Saturday, 7 July 2012

Bilingualism, how far can we go? Is another shock therapy needed?

The bilingualism policy and strategy is always a one-side story – the emphasis of English language.  The second language of mother-tongue is always a supplementary – with or without it will not affect a person badly.

For this achievement, we may have to agree with PM Lee Hsien Loong.  Speaking at the groundbreaking ceremony of the Yale-NUS liberal arts college, he noted:
"Our system is not perfect - parents and students (are) still stressed about tests and key examinations, tuition has become a minor national obsession - but despite that, overall (we are) not doing too badly." (Today, 7 July 2012)

Yes. Our education system is not perfect, especially the bilingualism policy.  PM Lee has only looked at the tests, examinations, and tuition; it is culture, value and spirit that will carry a person in his or her whole life.  Overall we are not doing too badly in mathematically term only, but spiritually, are we also doing not so badly?   

Providing an update, Prof Lewis (Yale-NUS college's inaugural president) said that there will be a deliberate effort to combine Eastern and Western elements in the curriculum. (Today 7 July 2012)

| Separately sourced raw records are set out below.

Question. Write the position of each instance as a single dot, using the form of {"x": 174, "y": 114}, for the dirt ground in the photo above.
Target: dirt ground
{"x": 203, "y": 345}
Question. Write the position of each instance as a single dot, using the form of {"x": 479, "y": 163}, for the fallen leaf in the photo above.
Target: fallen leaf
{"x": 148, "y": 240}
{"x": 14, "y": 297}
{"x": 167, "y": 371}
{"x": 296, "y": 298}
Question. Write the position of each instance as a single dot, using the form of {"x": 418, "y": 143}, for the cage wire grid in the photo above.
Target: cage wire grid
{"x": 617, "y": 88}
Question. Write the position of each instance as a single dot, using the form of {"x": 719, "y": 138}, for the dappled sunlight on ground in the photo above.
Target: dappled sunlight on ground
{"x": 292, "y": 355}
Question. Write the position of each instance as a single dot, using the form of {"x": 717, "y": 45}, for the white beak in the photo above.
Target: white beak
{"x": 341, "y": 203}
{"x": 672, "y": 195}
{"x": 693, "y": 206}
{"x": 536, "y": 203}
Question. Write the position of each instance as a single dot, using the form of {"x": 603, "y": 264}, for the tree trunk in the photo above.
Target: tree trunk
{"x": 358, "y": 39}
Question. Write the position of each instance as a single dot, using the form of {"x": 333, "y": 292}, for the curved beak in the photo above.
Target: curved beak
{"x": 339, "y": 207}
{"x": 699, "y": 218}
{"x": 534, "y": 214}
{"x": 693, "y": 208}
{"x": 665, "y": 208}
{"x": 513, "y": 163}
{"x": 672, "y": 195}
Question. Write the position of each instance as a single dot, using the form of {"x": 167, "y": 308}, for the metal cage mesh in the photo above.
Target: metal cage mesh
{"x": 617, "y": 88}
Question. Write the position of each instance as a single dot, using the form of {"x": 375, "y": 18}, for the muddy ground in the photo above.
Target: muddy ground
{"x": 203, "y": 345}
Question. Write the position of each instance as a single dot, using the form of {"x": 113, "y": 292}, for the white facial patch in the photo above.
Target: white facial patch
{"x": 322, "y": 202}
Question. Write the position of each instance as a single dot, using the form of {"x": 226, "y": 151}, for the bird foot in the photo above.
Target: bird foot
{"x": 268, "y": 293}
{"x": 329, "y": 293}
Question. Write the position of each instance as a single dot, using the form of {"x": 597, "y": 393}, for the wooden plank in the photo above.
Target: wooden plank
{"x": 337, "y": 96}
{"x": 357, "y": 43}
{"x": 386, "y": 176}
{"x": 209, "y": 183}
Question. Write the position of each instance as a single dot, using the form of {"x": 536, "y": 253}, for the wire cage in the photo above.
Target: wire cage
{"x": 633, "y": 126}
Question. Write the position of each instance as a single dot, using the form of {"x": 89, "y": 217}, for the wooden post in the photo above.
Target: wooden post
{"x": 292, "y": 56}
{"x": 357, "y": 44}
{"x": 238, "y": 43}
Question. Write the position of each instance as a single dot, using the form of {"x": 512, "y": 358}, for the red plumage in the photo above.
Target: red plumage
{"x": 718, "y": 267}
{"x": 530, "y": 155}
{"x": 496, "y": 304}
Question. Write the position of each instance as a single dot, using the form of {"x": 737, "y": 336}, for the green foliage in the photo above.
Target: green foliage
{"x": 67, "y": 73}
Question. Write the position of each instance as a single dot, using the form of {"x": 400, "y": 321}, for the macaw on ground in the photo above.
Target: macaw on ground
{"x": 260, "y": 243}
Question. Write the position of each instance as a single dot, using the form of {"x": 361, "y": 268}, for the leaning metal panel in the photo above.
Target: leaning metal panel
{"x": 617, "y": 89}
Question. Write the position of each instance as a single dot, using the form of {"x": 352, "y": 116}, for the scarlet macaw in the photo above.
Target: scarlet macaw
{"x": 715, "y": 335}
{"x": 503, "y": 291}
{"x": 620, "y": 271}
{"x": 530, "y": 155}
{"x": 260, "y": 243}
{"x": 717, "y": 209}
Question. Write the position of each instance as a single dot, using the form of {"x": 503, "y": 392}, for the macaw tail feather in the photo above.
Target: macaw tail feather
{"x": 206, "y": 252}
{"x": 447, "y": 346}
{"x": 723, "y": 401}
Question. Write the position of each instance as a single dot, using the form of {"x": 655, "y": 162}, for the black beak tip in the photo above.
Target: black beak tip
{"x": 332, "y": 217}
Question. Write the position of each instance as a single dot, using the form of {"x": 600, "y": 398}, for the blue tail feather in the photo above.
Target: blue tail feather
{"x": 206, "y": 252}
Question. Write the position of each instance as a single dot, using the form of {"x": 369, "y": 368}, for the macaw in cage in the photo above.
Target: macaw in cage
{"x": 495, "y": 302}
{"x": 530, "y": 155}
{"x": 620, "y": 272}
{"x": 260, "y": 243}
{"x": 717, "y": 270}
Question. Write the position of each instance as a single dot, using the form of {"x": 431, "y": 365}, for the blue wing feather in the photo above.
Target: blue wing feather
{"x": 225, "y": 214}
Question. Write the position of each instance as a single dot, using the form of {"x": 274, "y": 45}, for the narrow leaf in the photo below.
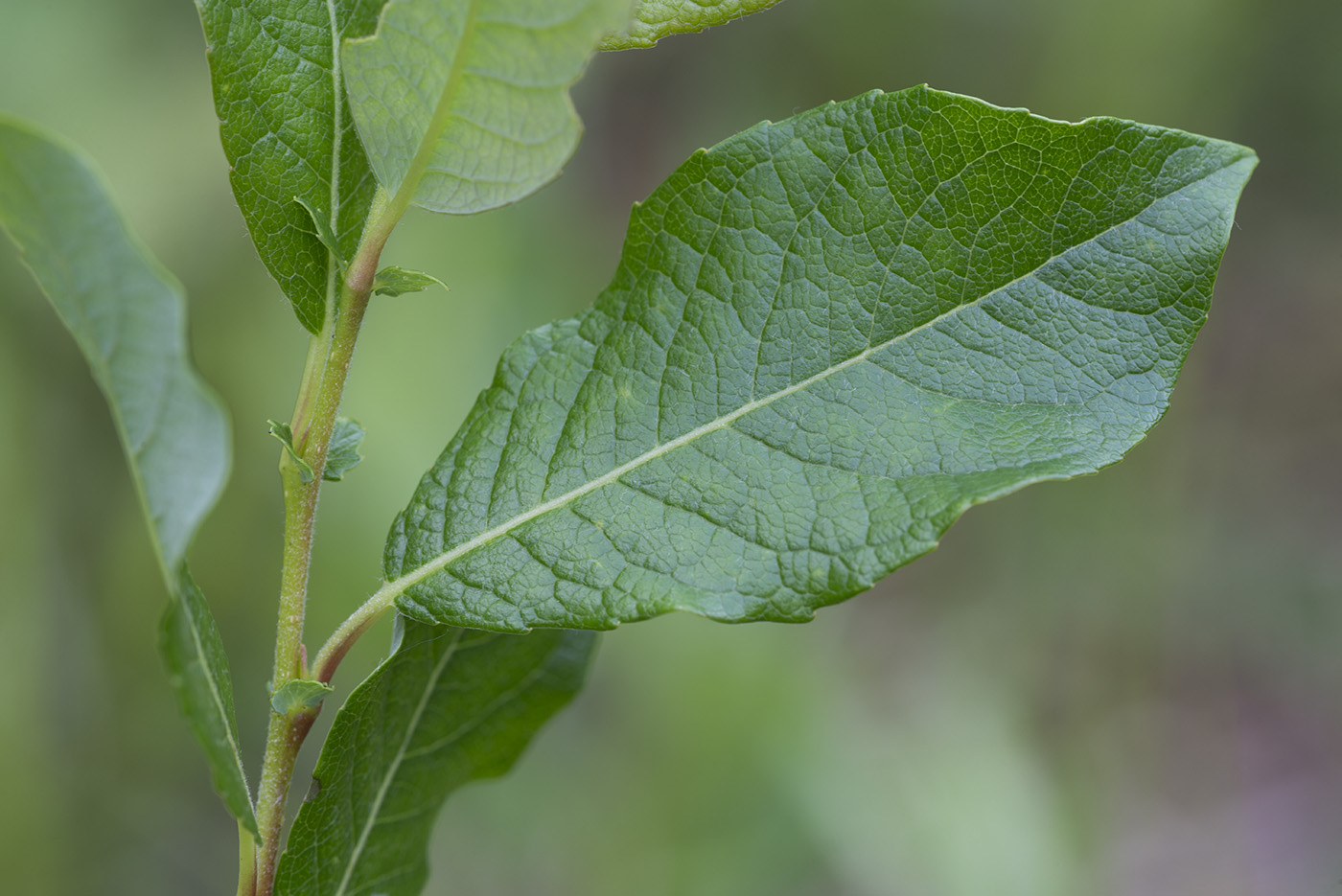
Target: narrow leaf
{"x": 297, "y": 695}
{"x": 197, "y": 671}
{"x": 285, "y": 433}
{"x": 827, "y": 338}
{"x": 288, "y": 133}
{"x": 129, "y": 318}
{"x": 398, "y": 281}
{"x": 449, "y": 705}
{"x": 465, "y": 103}
{"x": 657, "y": 19}
{"x": 342, "y": 455}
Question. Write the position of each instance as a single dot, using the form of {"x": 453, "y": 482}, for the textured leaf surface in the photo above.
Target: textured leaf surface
{"x": 288, "y": 133}
{"x": 657, "y": 19}
{"x": 197, "y": 671}
{"x": 466, "y": 103}
{"x": 450, "y": 705}
{"x": 297, "y": 695}
{"x": 825, "y": 338}
{"x": 129, "y": 318}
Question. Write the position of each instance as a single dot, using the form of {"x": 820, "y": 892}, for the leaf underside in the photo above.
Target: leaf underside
{"x": 825, "y": 338}
{"x": 129, "y": 319}
{"x": 466, "y": 103}
{"x": 288, "y": 133}
{"x": 657, "y": 19}
{"x": 449, "y": 705}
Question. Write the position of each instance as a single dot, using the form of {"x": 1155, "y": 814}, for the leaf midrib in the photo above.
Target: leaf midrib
{"x": 337, "y": 127}
{"x": 398, "y": 586}
{"x": 396, "y": 761}
{"x": 442, "y": 113}
{"x": 220, "y": 705}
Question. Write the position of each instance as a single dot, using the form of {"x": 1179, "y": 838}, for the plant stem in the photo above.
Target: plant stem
{"x": 338, "y": 644}
{"x": 245, "y": 862}
{"x": 314, "y": 419}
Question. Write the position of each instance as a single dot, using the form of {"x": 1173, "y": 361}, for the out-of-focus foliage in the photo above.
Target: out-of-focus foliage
{"x": 1120, "y": 685}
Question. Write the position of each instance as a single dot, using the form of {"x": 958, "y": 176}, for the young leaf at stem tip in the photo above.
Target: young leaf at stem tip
{"x": 285, "y": 435}
{"x": 342, "y": 455}
{"x": 825, "y": 339}
{"x": 324, "y": 232}
{"x": 286, "y": 130}
{"x": 657, "y": 19}
{"x": 463, "y": 104}
{"x": 298, "y": 695}
{"x": 398, "y": 281}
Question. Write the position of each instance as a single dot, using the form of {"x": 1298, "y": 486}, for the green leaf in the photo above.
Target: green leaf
{"x": 825, "y": 339}
{"x": 288, "y": 133}
{"x": 129, "y": 318}
{"x": 657, "y": 19}
{"x": 324, "y": 232}
{"x": 197, "y": 671}
{"x": 449, "y": 705}
{"x": 297, "y": 695}
{"x": 285, "y": 433}
{"x": 342, "y": 455}
{"x": 398, "y": 281}
{"x": 465, "y": 103}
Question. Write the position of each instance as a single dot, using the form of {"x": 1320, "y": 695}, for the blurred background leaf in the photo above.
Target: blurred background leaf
{"x": 1117, "y": 685}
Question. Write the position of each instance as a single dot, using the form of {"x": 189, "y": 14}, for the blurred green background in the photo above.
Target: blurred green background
{"x": 1127, "y": 684}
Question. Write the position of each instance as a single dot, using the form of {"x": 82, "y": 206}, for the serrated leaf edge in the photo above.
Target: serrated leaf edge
{"x": 393, "y": 589}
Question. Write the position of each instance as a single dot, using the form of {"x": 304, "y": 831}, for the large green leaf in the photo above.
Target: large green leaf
{"x": 827, "y": 337}
{"x": 129, "y": 318}
{"x": 288, "y": 133}
{"x": 465, "y": 103}
{"x": 447, "y": 707}
{"x": 657, "y": 19}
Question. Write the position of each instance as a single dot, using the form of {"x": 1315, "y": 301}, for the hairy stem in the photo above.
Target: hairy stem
{"x": 314, "y": 420}
{"x": 245, "y": 862}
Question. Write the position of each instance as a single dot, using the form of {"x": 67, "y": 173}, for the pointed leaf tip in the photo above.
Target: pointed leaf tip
{"x": 824, "y": 341}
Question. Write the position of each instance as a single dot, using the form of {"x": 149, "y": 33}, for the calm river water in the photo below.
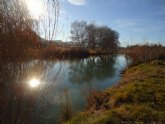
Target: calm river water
{"x": 55, "y": 85}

One will wonder how to input Eastern elements into Yale-NUS College if the bilingualism in Singapore is in fact an English only policy. We can bring in the Eastern elements from all over Asia, especially China, India and South East Asia. But what about the students, do we have enough local students who are bilingual enough to benefit from Yale-NUS education?  Don’t tell me we have to import foreign students too. Otherwise, we may have to adopt  what Singapore University of Technology and Design did for the first intake of their students – limited the number of students admitted so that it will not break the quota restriction (due to insufficient qualified local students).  

It may be a ‘right way forward’ and "will not be a replica" of Yale University in the United States provided we have (enough) local talents and students who can benefit from the program. However, if you look at our bilingualism education in schools, it is not only a disappointing development; it is a crisis in waiting.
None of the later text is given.